At Lunit, we have an excellent HR and talent acquisition team that coordinate the hiring process and help us maintain a world class team. However, the actual hiring process for engineers and researchers is typically done by engineers and researchers. In this post, I will discuss some lessons from interviewing hundreds of candidates in two med tech companies in the last five years. I will provide a peek into the kitchen of how we hire at Lunit and how we manage to be one of the top medical tech companies and attract excellent people.

Why hire

Before going into details about hiring, let’s first take a bird’s eye look at why we hire exactly. Companies usually start small and grow by either sales or investment. Growth can mean more work needs to be done. The work that can be performed can roughly be defined as follows (yes, this is a post written by an engineer/researcher :) ):

where n is the number of people in a team and productivity_n is the productivity of person n. Note how each person can vary in productivity.

One way to do more work is to increase the productivity per person. This can be done by having more efficient working processes, like automating parts of the work, improving documentation, adding unit and integration testing to code bases, careful road-mapping, etc. It can also also be achieved through training of people or increasing physical and mental well being of employees.

Another way to do more work is to hire more people. However, having more people does not necessarily mean you can do more work. Just like in parallel processing in a computer, there is some overhead in communication. Working with one other engineer on a piece of code is typically simple, if you work with 10 others you’ll have some communication issues. It also strongly depends on the person and their role in the team. In extreme cases, productivity can be a negative number if a person is not a right fit.

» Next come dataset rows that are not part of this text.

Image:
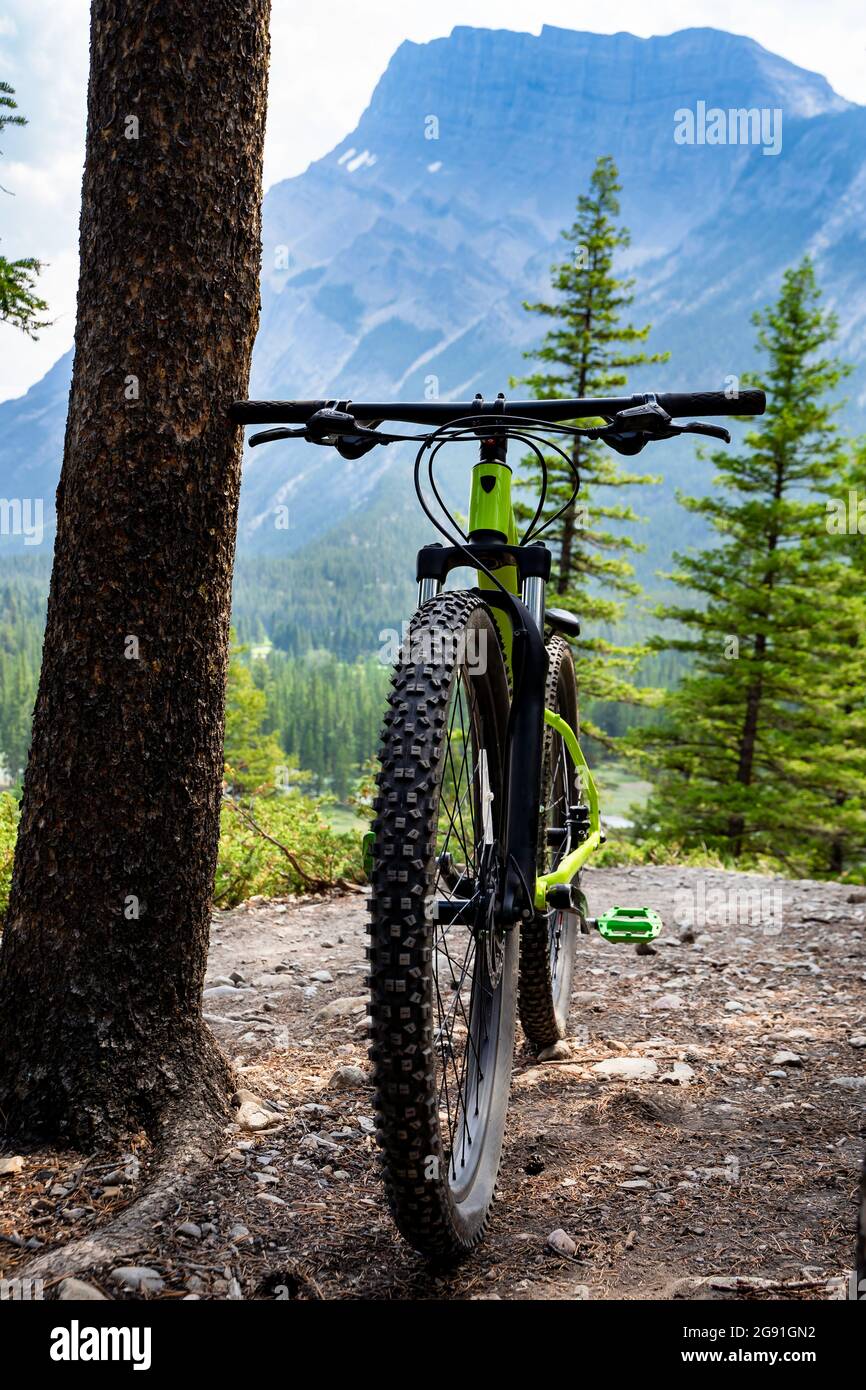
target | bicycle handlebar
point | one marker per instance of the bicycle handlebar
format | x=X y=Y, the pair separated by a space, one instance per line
x=441 y=413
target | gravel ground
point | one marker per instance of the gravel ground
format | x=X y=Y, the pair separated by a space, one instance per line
x=698 y=1137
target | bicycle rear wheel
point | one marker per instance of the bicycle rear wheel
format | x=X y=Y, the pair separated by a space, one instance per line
x=549 y=940
x=442 y=970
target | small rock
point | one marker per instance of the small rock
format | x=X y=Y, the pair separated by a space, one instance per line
x=253 y=1115
x=627 y=1069
x=348 y=1079
x=667 y=1001
x=138 y=1276
x=679 y=1075
x=75 y=1290
x=560 y=1243
x=342 y=1008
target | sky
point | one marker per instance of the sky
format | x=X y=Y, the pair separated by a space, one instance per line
x=324 y=66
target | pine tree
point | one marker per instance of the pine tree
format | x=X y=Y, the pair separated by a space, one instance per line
x=20 y=305
x=756 y=754
x=104 y=944
x=252 y=752
x=587 y=352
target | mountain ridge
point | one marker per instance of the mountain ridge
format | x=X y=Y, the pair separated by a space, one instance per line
x=398 y=263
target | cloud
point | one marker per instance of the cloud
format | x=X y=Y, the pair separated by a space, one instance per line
x=325 y=61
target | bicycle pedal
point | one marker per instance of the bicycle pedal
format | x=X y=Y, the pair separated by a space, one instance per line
x=628 y=925
x=367 y=843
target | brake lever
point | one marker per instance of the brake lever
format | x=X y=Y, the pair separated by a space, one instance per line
x=267 y=435
x=699 y=427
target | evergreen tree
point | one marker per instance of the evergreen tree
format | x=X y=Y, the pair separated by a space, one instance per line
x=18 y=300
x=587 y=352
x=252 y=755
x=756 y=754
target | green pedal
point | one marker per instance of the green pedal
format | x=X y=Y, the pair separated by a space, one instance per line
x=630 y=925
x=367 y=843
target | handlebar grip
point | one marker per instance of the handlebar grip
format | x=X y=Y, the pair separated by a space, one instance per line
x=713 y=403
x=274 y=412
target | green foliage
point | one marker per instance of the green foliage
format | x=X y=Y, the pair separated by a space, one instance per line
x=325 y=713
x=761 y=751
x=587 y=352
x=9 y=833
x=252 y=754
x=281 y=844
x=18 y=300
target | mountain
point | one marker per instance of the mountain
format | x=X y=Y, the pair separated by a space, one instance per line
x=398 y=264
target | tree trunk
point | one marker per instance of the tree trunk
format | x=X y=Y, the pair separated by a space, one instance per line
x=106 y=940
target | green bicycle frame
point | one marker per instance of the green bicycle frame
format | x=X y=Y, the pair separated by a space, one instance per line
x=491 y=512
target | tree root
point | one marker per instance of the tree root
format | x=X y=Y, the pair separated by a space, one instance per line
x=186 y=1147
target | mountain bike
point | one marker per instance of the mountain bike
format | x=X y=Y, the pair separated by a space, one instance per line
x=487 y=809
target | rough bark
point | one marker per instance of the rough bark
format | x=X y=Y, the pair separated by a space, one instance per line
x=104 y=948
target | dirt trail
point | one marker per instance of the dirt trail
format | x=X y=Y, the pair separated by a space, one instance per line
x=731 y=1151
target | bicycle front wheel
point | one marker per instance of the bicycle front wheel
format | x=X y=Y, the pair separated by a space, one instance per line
x=442 y=970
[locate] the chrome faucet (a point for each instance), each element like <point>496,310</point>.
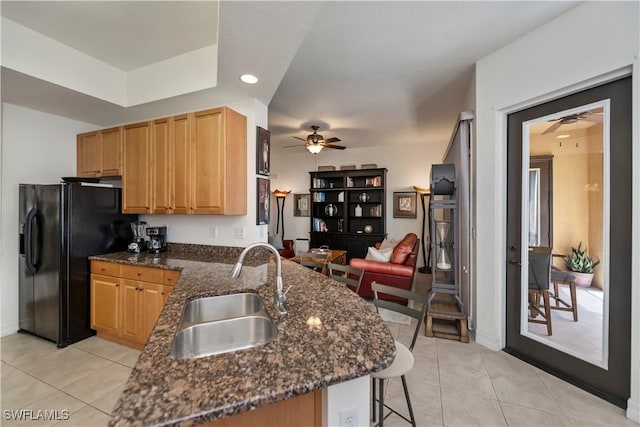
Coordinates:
<point>279,294</point>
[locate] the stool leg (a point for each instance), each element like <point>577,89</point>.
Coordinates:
<point>574,300</point>
<point>381,402</point>
<point>547,310</point>
<point>373,399</point>
<point>406,394</point>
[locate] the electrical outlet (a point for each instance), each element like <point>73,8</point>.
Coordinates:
<point>240,232</point>
<point>349,417</point>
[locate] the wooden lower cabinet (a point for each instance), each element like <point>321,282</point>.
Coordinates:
<point>305,410</point>
<point>105,303</point>
<point>125,308</point>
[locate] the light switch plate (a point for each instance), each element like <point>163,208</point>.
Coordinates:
<point>349,417</point>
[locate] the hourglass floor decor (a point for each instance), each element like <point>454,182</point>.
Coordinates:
<point>445,311</point>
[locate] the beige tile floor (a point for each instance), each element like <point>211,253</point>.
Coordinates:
<point>584,336</point>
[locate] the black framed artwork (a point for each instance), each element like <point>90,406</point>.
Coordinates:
<point>262,197</point>
<point>404,204</point>
<point>301,205</point>
<point>263,151</point>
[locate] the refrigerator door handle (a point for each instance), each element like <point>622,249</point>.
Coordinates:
<point>30,257</point>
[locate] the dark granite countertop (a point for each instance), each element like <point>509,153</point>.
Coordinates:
<point>351,342</point>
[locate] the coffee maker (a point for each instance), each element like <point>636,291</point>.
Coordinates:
<point>138,244</point>
<point>157,239</point>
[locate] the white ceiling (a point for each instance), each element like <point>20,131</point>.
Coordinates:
<point>368,72</point>
<point>127,35</point>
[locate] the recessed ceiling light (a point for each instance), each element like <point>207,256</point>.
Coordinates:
<point>249,79</point>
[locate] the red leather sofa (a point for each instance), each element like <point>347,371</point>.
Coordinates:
<point>398,272</point>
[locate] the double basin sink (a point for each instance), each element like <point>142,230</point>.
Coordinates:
<point>222,324</point>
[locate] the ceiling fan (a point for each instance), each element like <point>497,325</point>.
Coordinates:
<point>589,116</point>
<point>316,142</point>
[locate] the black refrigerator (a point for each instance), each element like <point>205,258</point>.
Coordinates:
<point>60,226</point>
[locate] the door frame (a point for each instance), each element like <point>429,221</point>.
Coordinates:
<point>492,331</point>
<point>613,382</point>
<point>501,115</point>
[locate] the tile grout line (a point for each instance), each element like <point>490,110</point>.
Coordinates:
<point>484,365</point>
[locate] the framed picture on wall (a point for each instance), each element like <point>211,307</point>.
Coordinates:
<point>404,204</point>
<point>262,195</point>
<point>301,204</point>
<point>263,149</point>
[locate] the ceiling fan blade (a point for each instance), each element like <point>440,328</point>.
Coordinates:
<point>552,128</point>
<point>595,118</point>
<point>338,147</point>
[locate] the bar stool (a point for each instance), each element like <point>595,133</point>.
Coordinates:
<point>403,362</point>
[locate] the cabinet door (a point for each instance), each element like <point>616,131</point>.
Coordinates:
<point>152,303</point>
<point>160,163</point>
<point>105,304</point>
<point>136,189</point>
<point>207,152</point>
<point>111,152</point>
<point>89,154</point>
<point>181,188</point>
<point>131,310</point>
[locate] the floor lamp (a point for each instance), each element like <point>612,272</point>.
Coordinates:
<point>424,192</point>
<point>280,195</point>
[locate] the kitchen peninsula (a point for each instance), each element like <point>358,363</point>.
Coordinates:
<point>351,342</point>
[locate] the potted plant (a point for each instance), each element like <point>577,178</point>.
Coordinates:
<point>581,265</point>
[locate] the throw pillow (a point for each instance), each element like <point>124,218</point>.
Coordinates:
<point>403,249</point>
<point>374,254</point>
<point>276,241</point>
<point>388,244</point>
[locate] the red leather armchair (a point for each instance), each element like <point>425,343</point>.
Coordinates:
<point>398,272</point>
<point>287,251</point>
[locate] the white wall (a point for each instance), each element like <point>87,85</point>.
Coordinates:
<point>407,164</point>
<point>37,148</point>
<point>598,38</point>
<point>196,229</point>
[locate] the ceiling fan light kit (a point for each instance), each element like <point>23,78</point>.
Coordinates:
<point>316,142</point>
<point>314,148</point>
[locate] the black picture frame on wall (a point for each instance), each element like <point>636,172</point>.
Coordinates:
<point>263,151</point>
<point>263,192</point>
<point>404,204</point>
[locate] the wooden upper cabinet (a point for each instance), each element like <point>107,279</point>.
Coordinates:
<point>99,153</point>
<point>136,174</point>
<point>112,152</point>
<point>180,136</point>
<point>193,163</point>
<point>161,201</point>
<point>219,168</point>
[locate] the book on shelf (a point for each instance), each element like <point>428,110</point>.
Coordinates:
<point>319,225</point>
<point>375,210</point>
<point>375,181</point>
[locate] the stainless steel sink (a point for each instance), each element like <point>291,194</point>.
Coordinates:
<point>222,336</point>
<point>221,307</point>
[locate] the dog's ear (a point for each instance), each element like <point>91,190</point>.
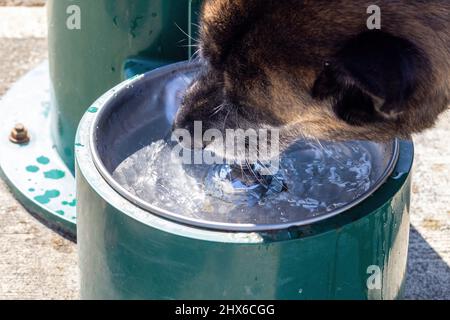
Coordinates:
<point>224,24</point>
<point>372,77</point>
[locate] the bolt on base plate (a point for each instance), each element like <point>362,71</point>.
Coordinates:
<point>29,162</point>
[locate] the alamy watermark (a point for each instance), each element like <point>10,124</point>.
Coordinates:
<point>230,146</point>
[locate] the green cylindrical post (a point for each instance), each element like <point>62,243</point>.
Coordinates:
<point>91,43</point>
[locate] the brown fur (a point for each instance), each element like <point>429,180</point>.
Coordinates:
<point>262,61</point>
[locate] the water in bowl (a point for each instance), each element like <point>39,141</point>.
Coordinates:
<point>314,178</point>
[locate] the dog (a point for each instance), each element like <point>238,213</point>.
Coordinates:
<point>313,69</point>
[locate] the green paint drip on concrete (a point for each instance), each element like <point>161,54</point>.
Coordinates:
<point>55,174</point>
<point>32,169</point>
<point>43,160</point>
<point>70,204</point>
<point>47,196</point>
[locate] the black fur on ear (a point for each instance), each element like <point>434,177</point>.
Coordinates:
<point>372,77</point>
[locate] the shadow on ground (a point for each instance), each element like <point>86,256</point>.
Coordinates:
<point>428,275</point>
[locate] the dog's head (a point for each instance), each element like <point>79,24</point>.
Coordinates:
<point>314,69</point>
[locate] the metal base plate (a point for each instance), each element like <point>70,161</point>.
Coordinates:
<point>34,171</point>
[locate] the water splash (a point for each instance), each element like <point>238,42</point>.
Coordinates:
<point>313,179</point>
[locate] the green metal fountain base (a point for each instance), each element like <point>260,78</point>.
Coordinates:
<point>37,176</point>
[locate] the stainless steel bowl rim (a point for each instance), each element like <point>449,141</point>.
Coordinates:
<point>234,227</point>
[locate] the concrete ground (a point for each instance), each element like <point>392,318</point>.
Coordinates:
<point>36,263</point>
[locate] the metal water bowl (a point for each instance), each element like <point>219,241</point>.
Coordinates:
<point>130,248</point>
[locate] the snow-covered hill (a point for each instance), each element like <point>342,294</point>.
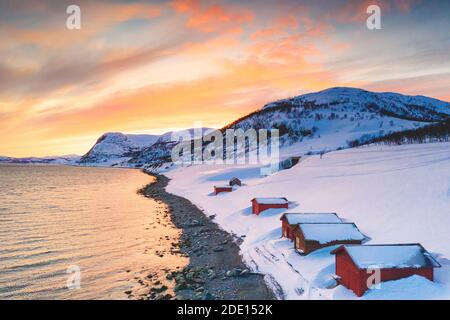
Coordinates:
<point>394,194</point>
<point>337,117</point>
<point>116,149</point>
<point>312,123</point>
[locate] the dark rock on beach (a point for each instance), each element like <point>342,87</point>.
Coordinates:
<point>215,269</point>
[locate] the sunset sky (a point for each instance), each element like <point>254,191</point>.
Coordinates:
<point>155,66</point>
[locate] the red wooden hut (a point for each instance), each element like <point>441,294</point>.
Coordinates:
<point>235,182</point>
<point>313,236</point>
<point>261,204</point>
<point>290,219</point>
<point>355,264</point>
<point>219,189</point>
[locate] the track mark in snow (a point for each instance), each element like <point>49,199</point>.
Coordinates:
<point>264,255</point>
<point>309,287</point>
<point>276,288</point>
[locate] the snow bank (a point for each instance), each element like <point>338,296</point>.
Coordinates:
<point>383,256</point>
<point>395,194</point>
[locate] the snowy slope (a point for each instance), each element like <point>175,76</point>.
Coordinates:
<point>312,123</point>
<point>419,107</point>
<point>116,149</point>
<point>338,117</point>
<point>395,194</point>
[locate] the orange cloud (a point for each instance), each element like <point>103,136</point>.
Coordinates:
<point>208,17</point>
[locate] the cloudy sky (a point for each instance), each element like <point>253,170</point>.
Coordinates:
<point>154,66</point>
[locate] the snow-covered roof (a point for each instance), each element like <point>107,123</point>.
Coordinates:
<point>296,218</point>
<point>329,232</point>
<point>390,256</point>
<point>271,200</point>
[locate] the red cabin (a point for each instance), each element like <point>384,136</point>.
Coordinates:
<point>290,220</point>
<point>261,204</point>
<point>356,263</point>
<point>219,189</point>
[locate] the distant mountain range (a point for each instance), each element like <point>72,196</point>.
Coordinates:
<point>62,160</point>
<point>315,122</point>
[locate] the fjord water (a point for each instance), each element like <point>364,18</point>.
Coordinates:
<point>55,218</point>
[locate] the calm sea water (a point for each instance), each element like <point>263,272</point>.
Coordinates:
<point>55,219</point>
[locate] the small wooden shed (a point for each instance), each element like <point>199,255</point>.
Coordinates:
<point>313,236</point>
<point>290,219</point>
<point>235,182</point>
<point>261,204</point>
<point>355,264</point>
<point>219,189</point>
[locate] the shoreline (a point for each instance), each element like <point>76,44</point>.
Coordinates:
<point>215,270</point>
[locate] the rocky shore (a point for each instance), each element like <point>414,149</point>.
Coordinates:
<point>215,269</point>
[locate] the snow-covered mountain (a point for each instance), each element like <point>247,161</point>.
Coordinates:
<point>316,122</point>
<point>116,149</point>
<point>337,117</point>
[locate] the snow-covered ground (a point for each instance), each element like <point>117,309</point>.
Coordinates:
<point>394,194</point>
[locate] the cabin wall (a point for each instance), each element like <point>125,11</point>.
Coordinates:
<point>219,190</point>
<point>257,208</point>
<point>395,274</point>
<point>311,246</point>
<point>356,279</point>
<point>350,275</point>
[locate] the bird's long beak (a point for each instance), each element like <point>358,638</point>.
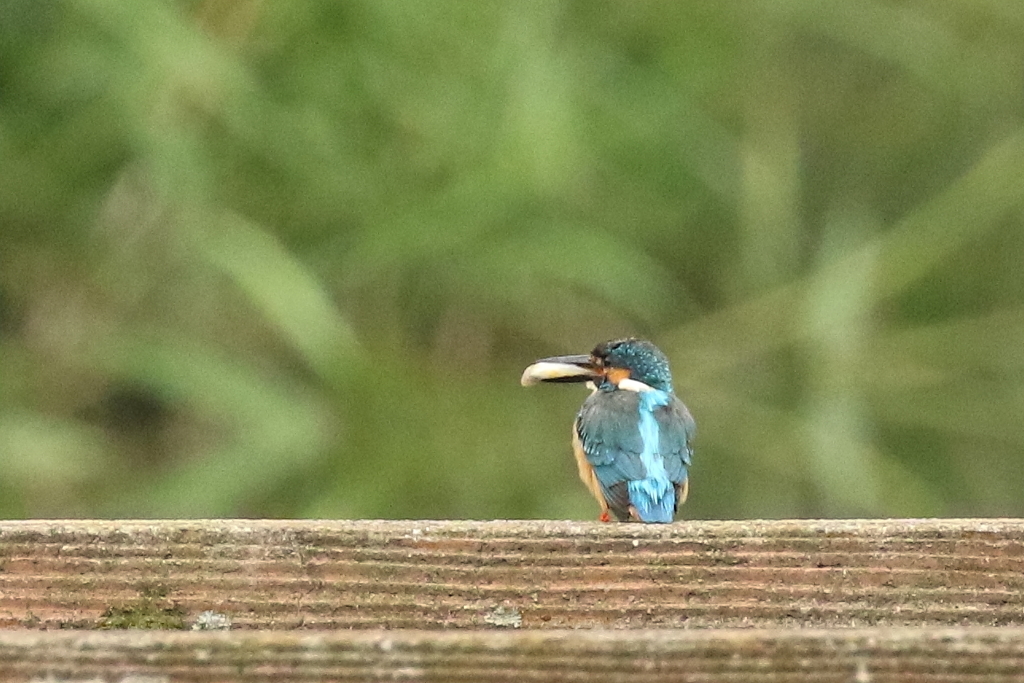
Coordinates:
<point>560,369</point>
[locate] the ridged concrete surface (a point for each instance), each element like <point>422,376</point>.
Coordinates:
<point>787,655</point>
<point>432,574</point>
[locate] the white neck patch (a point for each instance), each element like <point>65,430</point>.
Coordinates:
<point>634,385</point>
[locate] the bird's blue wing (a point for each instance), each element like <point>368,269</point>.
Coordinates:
<point>676,428</point>
<point>608,430</point>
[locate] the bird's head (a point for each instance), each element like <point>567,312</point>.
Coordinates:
<point>634,365</point>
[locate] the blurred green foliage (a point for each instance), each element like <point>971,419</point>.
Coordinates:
<point>289,259</point>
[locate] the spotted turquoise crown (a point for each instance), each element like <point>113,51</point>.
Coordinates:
<point>644,360</point>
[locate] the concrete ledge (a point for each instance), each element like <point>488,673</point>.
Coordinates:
<point>783,655</point>
<point>508,574</point>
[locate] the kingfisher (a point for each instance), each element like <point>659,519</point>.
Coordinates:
<point>632,436</point>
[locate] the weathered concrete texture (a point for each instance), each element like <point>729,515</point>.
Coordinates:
<point>794,655</point>
<point>535,574</point>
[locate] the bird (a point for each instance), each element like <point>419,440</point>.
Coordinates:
<point>632,437</point>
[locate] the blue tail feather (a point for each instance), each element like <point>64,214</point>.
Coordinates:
<point>653,499</point>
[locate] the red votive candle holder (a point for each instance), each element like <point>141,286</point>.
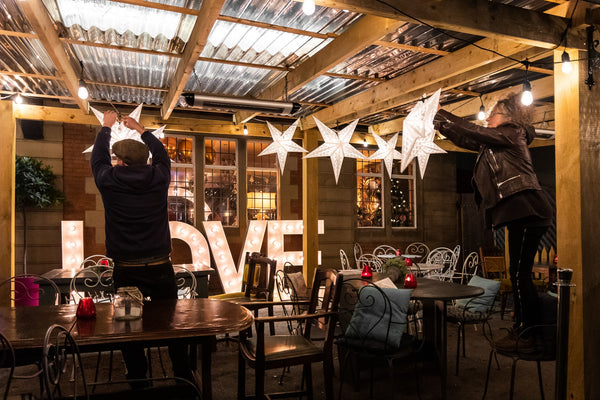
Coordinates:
<point>410,281</point>
<point>86,308</point>
<point>367,272</point>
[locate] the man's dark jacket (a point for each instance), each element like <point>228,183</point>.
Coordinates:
<point>135,201</point>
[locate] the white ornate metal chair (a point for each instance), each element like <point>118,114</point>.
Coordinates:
<point>469,268</point>
<point>373,261</point>
<point>419,249</point>
<point>384,249</point>
<point>344,260</point>
<point>446,257</point>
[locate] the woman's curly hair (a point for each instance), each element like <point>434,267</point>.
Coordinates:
<point>511,106</point>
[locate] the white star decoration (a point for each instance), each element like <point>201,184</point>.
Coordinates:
<point>336,146</point>
<point>282,144</point>
<point>418,133</point>
<point>387,152</point>
<point>119,131</point>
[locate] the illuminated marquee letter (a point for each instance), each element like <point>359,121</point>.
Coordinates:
<point>72,244</point>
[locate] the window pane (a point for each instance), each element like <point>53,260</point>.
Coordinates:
<point>261,181</point>
<point>403,205</point>
<point>180,201</point>
<point>220,192</point>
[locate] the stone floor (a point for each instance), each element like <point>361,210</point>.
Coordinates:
<point>467,385</point>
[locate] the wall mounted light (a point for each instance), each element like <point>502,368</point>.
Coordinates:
<point>567,67</point>
<point>82,92</point>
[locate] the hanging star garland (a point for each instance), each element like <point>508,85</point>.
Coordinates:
<point>418,133</point>
<point>282,144</point>
<point>119,131</point>
<point>387,152</point>
<point>337,146</point>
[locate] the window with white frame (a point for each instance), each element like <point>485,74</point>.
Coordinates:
<point>369,187</point>
<point>262,184</point>
<point>180,200</point>
<point>221,181</point>
<point>402,190</point>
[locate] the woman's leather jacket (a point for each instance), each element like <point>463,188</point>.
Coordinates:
<point>503,165</point>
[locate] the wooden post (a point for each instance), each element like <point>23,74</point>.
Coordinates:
<point>577,117</point>
<point>310,207</point>
<point>7,194</point>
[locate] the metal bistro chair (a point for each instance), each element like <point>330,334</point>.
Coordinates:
<point>418,249</point>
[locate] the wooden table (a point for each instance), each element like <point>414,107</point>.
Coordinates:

Another reason to hire can be if people in the current team leave. This is a natural process, people sometimes just want a new challenge or explore a different career path where they feel they develop themselves more or in different ways. The rate in which people leave is typically referred to as churn and how much/long people stay is the retention.

In general, retention is more important than hiring. Finding good engineers is challenging already and if someone has been at the company for several years, a new person can not easily replace them. In some cases, even given the same background, it may take a year or more before the person is at the same level of knowledge and productivity. Unfortunately, some churn is typically unavoidable.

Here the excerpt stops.